You look at the way the teams mentioned above were built. In the last decade, Seattle finished 3 straight years among the worst 5 teams in the league. Within those years they added All-Stars Kevin Durant and Russell Westbrook in the draft, but they also suffered through a tough relocation to Oklahoma City. Philadelphia and Indiana both had 6 playoff appearances in the last 10 years and never once finished within the worst 5 records in the league, though Philadelphia made a leap to the 2nd overall pick one year. Neither Philadelphia nor Indiana dwelled in the league cellar, and they were still able to develop solid teams in the draft. The 76ers, for example, drafted 73% of their team scoring this season.

So what was different for the Bucks? In that same decade, they had 4 playoff appearances (the same as Seattle/Oklahoma City) but had 2 seasons in the worst 5 league records. The draft lottery helped them one year with a leap to the 1st overall pick but hurt them another by bumping them down a few spots, missing out on All-Stars like Durant or Al Horford. Luck can’t fall everyone’s way, and the Bucks made some good and bad draft picks.

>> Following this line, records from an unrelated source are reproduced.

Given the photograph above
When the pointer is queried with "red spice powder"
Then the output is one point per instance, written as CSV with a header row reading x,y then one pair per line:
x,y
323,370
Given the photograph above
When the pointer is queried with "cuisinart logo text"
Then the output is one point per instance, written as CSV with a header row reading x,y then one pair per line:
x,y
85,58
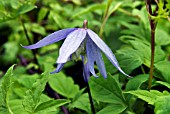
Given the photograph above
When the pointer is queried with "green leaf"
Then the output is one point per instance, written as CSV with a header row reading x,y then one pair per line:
x,y
89,9
82,102
63,85
32,97
8,55
17,107
144,49
51,104
164,83
27,80
147,96
4,89
162,37
10,9
162,105
163,68
135,82
113,109
38,29
129,59
106,90
25,8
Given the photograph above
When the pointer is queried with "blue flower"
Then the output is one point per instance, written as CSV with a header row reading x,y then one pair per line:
x,y
84,43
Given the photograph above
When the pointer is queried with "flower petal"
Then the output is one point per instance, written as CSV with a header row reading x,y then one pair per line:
x,y
71,44
94,53
105,49
58,69
86,72
90,49
52,38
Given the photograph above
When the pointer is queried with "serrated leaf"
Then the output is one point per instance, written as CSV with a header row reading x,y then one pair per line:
x,y
164,83
135,82
25,8
32,97
112,109
63,85
4,88
38,29
162,37
89,9
163,68
129,59
82,102
162,105
106,90
51,104
17,107
144,49
11,9
148,96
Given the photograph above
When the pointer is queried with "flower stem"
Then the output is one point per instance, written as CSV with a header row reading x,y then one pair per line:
x,y
29,41
105,18
152,27
90,98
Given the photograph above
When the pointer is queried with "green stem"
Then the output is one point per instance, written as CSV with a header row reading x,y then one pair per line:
x,y
152,27
29,41
105,18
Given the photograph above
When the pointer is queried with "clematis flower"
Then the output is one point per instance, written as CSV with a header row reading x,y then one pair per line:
x,y
84,43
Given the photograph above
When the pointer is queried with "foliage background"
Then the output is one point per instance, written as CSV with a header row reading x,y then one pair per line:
x,y
122,24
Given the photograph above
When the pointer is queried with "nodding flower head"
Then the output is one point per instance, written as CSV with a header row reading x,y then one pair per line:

But it wasn’t the draft that plagued the Bucks. It was money. Use the Los Angeles Clippers as an example. The Clippers made the 2nd round of the playoffs this year after a successful season. Their method? Money. After finishing as one of the worst teams for the majority of the 2000s, the typically modest-spending Clippers went out and took on a lot of big money. Trading for star point guard Chris Paul put them solidly over the luxury tax level in the NBA, but that isn’t going to hurt a big market team from Los Angeles.

The Bucks can’t spend like that, but they tried. Oh boy, did they try. A lot of long-term bad money was given out to bad players. When their “blank check” general manager was given the boot, they were left scrambling for years to sort out money problems while attempting to field a competitive team. Like Indiana and Philadelphia, the Bucks didn’t want to get stuck as bottom-feeders.

Starting this offseason, the financial problems of the old Bucks are gone. It is now time to begin the phase in which they become the next Indiana, Philadelphia, or better yet, Oklahoma City. They have some solid young pieces in place, and need to make just a few additional moves. One crucial remaining step to replicate their success is to be active in free agency. In the last couple years, Oklahoma City, Philadelphia and Indiana added key players such as David West, Kendrick Perkins and Elton Brand to compliment the pieces they drafted. And you’ll see all three teams as playoff staples for the next few years.

After tonight’s NBA Lottery assignments, the Bucks get the 12th pick in next month’s draft. Watch for Milwaukee to target big, physical post players through the draft as well as free agency. It’s been a number of years since Milwaukee could be active in free agency, and they really have to make it count. I’ll start with a player like unrestricted free agent Chris Kaman from New Orleans, who would do well in a Bucks’ uniform. But there are plenty of decisions; the Milwaukee Bucks aren’t an overnight fix, but they have a golden opportunity to put themselves on the right track. There will be a lot to cover this summer as those decisions get made.